I'm run a set of clippers over it and it's not to bad - although feels funny with a tshirt on!
Clippers the chest hair before - with a number 5 or something but it's the most horrendous scratchy itchy feeling!!!


----------



## Juke_Fan (Jul 12, 2014)

I suffer the same! Have used a hair trimmer on my chest/stomach a couple of times and boy does it itch.

Just put up with it now. Have you tried hair removal cream


----------



## N16k_W (May 12, 2013)

Just get your back waxed. I get mine done every 6 weeks or so. I was really selfconcious about going at first but loads of guys get it done. I don't find it at all painful but the girls that do it say most guys find it a bit painful so just be warned. It gives me more confidence when going swimming or getting changed at the gym.
Only thing I'm not to keen on is with me being so hairy it looks a little odd as the hair on my shoulders and sides just starts at a straight line but I can live with that


----------



## slim_boy_fat (Jun 23, 2006)

Sorry, couldn't resist


----------



## 20vKarlos (Aug 8, 2009)

I get the number 2 on my Wahl Trimmer and trim everywhere apart from my Pitts!
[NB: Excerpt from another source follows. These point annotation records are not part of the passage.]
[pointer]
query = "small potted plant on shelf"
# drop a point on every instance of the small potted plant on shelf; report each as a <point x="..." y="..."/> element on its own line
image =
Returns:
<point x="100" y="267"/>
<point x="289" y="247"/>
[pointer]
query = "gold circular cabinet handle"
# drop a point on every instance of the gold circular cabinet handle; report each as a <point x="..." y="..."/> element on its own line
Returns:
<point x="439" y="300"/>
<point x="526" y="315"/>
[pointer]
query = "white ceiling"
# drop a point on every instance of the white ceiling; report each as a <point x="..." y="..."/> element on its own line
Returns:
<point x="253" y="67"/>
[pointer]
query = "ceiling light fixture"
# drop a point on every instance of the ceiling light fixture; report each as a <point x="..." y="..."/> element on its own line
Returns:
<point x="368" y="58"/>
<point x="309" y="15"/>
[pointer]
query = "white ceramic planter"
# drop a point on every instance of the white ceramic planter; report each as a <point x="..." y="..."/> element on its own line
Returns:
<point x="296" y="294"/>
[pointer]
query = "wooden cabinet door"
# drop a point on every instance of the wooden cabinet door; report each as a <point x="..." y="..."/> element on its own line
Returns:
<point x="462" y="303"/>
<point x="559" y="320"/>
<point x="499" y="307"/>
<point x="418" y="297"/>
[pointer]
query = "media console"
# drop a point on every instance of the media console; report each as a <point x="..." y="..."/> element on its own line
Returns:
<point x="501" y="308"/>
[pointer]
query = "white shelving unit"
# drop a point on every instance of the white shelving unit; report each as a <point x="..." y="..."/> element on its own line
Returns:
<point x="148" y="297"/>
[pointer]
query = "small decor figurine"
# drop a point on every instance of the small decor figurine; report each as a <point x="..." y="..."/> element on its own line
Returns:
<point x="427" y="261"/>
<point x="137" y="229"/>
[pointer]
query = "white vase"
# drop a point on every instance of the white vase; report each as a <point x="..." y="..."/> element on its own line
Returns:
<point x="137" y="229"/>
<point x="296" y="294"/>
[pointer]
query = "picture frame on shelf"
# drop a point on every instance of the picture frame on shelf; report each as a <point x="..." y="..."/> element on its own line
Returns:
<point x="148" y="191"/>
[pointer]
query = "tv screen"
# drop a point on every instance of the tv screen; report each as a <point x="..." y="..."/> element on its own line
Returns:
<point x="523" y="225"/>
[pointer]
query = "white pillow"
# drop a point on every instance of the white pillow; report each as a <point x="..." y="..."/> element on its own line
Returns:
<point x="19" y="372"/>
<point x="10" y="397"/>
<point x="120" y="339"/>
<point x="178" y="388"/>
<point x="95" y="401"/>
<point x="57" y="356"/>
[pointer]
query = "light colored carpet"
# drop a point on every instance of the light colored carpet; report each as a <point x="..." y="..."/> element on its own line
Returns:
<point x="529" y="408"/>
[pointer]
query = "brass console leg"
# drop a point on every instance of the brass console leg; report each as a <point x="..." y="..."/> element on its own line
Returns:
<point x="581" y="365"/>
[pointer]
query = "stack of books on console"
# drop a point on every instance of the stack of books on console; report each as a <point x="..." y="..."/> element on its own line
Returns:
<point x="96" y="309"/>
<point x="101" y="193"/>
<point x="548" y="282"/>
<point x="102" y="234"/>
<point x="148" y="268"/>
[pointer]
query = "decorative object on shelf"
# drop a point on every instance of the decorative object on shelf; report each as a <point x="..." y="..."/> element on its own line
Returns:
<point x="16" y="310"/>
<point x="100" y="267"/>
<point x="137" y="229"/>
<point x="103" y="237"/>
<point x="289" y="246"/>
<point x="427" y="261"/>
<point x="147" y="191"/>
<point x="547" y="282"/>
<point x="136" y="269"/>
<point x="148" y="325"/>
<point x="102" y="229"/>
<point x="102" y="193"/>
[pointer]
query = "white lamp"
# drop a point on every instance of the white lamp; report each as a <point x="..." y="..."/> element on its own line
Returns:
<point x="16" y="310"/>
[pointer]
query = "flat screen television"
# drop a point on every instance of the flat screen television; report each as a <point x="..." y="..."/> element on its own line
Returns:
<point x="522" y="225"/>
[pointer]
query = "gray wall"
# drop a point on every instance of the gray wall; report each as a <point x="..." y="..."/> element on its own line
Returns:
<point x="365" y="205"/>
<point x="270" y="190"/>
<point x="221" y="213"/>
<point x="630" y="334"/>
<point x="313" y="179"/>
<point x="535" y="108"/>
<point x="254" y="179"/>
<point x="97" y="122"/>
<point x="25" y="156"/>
I've had a full waxing session from the trouser line at the front, to the trouser line at the back! It hurts! It Fudging hurts in fact! I'd never have that done again! 
HOWEVER, I would have my ass crack done regularly if I can find my nuts to do it again, as it's so much my cleaner and a lot less itchy. :lol:


----------



## Kimo (Jun 7, 2013)

Problem with shaving a back is it grows straight back again


----------



## Hufty (Apr 27, 2015)

I've heard those Gillette women's intuition razors are great for removing chest and presumably back hair. It's the one with a bar of soap built in. 

Confession time as a younger man I used to suffer with excessive sweating of the Pitts in summer in a cotton shirt, happened to shave my pitts with clippers once before going on hols and never looked back since. Those fraulines don't know what they are missing !


----------